Schools Set Out Policies To Diversify Holiday Celebrations
For 32 years, students at Lee's Summit (Mo.) High School celebrated the Christmas season with a ceremony that included the lighting of candles, a Nativity scene, and readings from the Bible.
But when the American Civil Liberties Union threatened to sue in 1987, school officials were told by their lawyers that the holiday assembly was unconstitutional.
Officials then set about to tone down the celebration, working to fashion a program that would not only pass constitutional muster but also celebrate religious diversity.
Their efforts ran counter, however, to popular sentiment. And the district wound up being sued in federal court--not by the ACLU, but by a group of students who claimed that their rights to religious freedom had been violated when the school tampered with tradition.
The Lee's Summit case typifies what has been called the "December dilemma"--public schools' annual friction over how to celebrate the Christmas holidays.
Religious and educational leaders said last week that new examples of the seasonal skirmishes were sure to emerge this month. But they indicated that a growing number of school districts are establishing formal policies on religious holidays to help deal with the problem.
The policies, they said, recognize an influx of schoolchildren coming from other cultures and other faiths. Some seek to broaden the whole curriculum to include more teaching about various religions.
But some also have curtailed traditional holiday celebrations, raising objections from parents and students.
"The trend is definitely away from the more traditional Christmas celebrations and toward celebrations that mark the season or time of year," said Charles C. Haynes, project director for the Americans United Research Foundation, a sister organization of Americans United for Separation of Church and State.
"The problems we still run into across the country are that a lot of folks remain confused about what they can and cannot do," he said.
One reason for the confusion is that the U.S. Supreme Court has yet to rule definitively on the issue.
In 1980, the High Court let stand the U.S. Court of Appeals for the Eighth Circuit's decision in Florey v. Sioux Falls School District, which held that a school's recognition of a religious holiday is constitutional if its purpose is to offer secular instruction about religious traditions, rather than to promote a particular religion.
In two cases decided this year, both on holiday displays for public buildings and grounds, the Supreme Court ruled that exclusively religious displays are unconstitutional, but that those mixing religious symbols from various faiths with secular symbols pass constitutional muster.
But in a footnote to that decision, the Justices indicated that the constitutional standards applied to public buildings, such as a city hall, in this matter may differ from those in a public-school setting.

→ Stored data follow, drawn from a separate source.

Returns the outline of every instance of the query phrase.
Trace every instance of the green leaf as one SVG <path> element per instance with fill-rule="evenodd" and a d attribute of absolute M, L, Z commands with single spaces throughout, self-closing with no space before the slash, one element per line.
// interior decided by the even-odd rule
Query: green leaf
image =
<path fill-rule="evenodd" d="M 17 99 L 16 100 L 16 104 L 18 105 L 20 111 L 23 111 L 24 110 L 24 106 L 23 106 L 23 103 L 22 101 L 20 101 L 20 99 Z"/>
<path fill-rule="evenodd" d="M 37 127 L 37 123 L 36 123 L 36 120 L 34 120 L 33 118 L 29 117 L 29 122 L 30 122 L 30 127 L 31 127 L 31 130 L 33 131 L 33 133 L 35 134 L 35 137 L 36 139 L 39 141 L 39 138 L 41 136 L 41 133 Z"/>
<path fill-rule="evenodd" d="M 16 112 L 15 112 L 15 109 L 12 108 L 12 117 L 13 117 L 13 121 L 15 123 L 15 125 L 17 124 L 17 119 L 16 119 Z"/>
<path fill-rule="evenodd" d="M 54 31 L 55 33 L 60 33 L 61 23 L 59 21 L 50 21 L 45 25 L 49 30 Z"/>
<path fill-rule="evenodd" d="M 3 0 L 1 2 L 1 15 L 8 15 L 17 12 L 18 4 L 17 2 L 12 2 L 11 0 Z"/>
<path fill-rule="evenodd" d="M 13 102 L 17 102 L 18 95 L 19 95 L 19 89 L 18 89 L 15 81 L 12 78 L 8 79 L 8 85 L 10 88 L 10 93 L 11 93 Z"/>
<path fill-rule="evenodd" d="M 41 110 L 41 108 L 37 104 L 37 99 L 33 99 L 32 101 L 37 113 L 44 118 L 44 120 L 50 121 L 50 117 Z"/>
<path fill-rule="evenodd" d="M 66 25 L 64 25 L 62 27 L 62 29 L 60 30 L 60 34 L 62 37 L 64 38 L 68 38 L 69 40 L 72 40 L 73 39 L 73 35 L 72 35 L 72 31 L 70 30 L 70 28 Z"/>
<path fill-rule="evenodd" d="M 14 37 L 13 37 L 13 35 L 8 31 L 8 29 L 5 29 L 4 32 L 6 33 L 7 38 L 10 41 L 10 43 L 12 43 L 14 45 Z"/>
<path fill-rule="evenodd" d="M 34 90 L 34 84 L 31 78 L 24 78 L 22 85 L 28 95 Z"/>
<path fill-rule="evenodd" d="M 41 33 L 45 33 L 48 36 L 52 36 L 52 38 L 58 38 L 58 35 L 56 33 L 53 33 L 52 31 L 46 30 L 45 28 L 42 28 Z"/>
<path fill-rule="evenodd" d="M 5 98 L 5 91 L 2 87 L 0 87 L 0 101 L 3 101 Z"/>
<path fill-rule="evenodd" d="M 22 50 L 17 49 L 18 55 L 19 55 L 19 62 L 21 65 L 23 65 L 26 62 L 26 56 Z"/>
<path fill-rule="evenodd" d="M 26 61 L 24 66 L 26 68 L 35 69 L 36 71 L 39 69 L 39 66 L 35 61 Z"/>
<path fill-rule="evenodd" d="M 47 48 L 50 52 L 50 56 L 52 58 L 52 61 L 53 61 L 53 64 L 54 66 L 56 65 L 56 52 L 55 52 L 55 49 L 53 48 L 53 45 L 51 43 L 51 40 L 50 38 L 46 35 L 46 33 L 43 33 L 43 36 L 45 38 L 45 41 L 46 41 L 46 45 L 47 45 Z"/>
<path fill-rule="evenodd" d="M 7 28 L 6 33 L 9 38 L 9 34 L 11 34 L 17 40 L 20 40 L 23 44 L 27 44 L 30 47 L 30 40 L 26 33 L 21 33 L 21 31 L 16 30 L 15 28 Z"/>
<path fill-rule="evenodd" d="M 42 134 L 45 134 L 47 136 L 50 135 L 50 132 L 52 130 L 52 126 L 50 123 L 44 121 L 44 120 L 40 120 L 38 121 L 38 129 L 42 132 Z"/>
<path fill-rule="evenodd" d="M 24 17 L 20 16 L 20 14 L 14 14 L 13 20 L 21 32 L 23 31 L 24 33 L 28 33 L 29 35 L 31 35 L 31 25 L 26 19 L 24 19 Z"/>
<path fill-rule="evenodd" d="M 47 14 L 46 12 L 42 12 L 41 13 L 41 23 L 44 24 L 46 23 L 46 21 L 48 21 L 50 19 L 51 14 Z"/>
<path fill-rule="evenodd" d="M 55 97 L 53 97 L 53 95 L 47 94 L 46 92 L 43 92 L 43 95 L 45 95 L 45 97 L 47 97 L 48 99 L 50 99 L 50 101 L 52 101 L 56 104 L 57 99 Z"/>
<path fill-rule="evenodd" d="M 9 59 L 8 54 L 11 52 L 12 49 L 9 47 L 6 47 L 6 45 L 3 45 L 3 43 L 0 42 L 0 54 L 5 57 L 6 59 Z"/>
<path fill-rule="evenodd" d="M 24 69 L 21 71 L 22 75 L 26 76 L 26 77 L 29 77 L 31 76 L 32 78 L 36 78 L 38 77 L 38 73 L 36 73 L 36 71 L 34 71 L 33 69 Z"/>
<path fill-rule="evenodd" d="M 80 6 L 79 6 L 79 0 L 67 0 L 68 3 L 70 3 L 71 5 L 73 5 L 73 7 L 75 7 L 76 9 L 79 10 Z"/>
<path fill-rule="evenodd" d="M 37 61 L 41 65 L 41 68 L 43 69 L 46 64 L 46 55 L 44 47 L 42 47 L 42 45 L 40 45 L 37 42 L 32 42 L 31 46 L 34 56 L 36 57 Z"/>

To help schools sort out the matter, a coalition of religious and educational groups led by the Americans United Research Foundation published a brochure this October dealing with legal questions surrounding religious holidays.
It recommends that schools devise holiday programs "that serve an educational purpose for all students--programs that make no students feel excluded or identified with a religion not their own."
August W. Steinhilber, general counsel for the National School Boards Association, said he tells school officials that avoiding lawsuits in this area is difficult, but that, if policies are drawn carefully, "school boards will win" any legal challenges.
"As long as you don't proselytize, you're going to win," he said.
But in the Lee's Summit case, Superintendent Gail F. Williams said the change from a religious to a secular holiday celebration "really pitted a lot of people against one another."
Students staged a sit-in in November 1988 to persuade the school board to change its decision, and 93 who refused to return to class were suspended for three days.
On Dec. 16, 1988, six students filed suit in federal district court, claiming that the board's refusal to allow the traditional ceremony violated their consitutional rights to freedom of speech, association, and assembly.
The Rev. Harley Sampson, pastor of the Assemblies of God church in Lee's Summit and father of one of the plaintiffs, said the school's alternative holiday assembly "espouses secular humanism."
A federal judge dismissed the suit, but more than 100 students were allowed to skip the assembly to attend a ceremony at a nearby church.
Parental confusion and dismay have been evident elsewhere.
The Wilmette, Ill., elementary school district established a policy last year that included the evaluation of holiday symbols and religious music for their educational content.
"We actually think it is a very good policy," said William Gussner, superintendent of the suburban-Chicago district. "But some staff members read it as stronger than it was designed to be."
False rumors began to spread, one that pupils would not be allowed to wear green and red clothing, another that the singing of "Rudolph the Red-Nosed Reindeer" would be banned.
The district did pull Handel's "Messiah" from its music program, a decision Mr. Gussner now regrets.
"We probably would not pull it again, if it was taught as part of the music program and kids were taught the musical significance of it," he said.
In Rochester, Mich., school officials have adopted a policy that forbids gift exchanges and limits holiday recognition to 10 days.
"We have a multicultural population, and our policy is in response to that changing population," said Diane Iras, a district spokesman.
Holidays from five major faiths--Christianity, Judaism, Islam, Buddhism, and Shinto--have been put on the school calendar.